0 to 60 minutes after birth:
When most moms can first nurse their babies (this number may be different if you had a C-section, or if your baby has any health complications).
15 to 20 minutes:
How long it takes a newborn to empty one breast. (But there’s no set time.) The first milk, or foremilk, that you produce is lower in calories than the richer hindmilk that follows, which has brain-boosting fats.
Every 1 1/2 to 3 hours:
How often most newborns need to feed. This may vary, but every two hours is typical for most babies.
About 1 1/2 hours:
Length of time it takes for breast milk to work through a newborn’s digestive system. (Because the molecular structure of formula is different, a formula-fed baby can take up to four hours longer to dirty a diaper.)
Five or six:
Minimum number of diapers your baby should be wetting per day at 3 days old. Add to this three bowel movements, which are tarry and black for the first days. By day 4, your baby should wet at least six diapers and soil three diapers per day (the stool will now be soft and yellow).
At least 8 to 12 or more:
Number of feedings a newborn needs every 24 hours
Three or four days:
How long it takes for your whitish breast milk to come in. Before this, you’ll produce colostrum (a special yellowish, thick milk), which provides your newborn with protection against infection.

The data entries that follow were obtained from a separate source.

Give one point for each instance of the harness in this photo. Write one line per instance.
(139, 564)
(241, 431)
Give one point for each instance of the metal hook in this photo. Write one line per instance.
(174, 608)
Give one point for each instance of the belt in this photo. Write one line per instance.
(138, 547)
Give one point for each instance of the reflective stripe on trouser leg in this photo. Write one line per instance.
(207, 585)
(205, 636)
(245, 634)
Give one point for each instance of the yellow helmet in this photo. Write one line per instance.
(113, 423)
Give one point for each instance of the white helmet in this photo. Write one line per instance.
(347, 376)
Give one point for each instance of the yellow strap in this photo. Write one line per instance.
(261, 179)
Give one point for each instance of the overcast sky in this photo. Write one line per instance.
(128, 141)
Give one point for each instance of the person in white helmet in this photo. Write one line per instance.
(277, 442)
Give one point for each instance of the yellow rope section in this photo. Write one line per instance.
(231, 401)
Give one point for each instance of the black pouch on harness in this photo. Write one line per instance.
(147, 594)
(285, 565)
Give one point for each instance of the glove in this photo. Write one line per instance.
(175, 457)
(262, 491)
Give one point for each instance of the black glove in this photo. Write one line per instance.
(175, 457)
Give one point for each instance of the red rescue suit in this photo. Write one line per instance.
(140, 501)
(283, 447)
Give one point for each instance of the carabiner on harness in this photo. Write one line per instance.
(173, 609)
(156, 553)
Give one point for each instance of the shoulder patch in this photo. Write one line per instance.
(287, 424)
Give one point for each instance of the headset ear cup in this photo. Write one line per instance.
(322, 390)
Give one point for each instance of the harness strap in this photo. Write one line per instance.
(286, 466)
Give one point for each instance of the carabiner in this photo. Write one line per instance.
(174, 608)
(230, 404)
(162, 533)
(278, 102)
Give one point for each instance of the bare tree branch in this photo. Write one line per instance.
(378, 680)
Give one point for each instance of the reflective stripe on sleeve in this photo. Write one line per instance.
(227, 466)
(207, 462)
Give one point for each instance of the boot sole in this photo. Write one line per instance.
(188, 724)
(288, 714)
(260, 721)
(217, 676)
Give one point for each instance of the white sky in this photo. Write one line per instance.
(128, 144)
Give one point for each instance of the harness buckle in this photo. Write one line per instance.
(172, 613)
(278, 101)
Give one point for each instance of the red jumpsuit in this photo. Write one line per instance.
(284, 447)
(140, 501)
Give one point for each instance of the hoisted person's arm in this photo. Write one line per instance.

Two or three weeks after birth:
When to visit your baby’s doctor for a weight-gain check. From birth to age 3 months, babies typically gain two thirds of an ounce to one ounce per day.
Three or four weeks after birth:
How long you may want to wait before introducing a pacifier, to help your baby establish good nursing habits.
The ideal length of time the American Academy of Pediatrics recommends babies be breastfed before solid foods are introduced (your doctor can help you decide specifically when to start).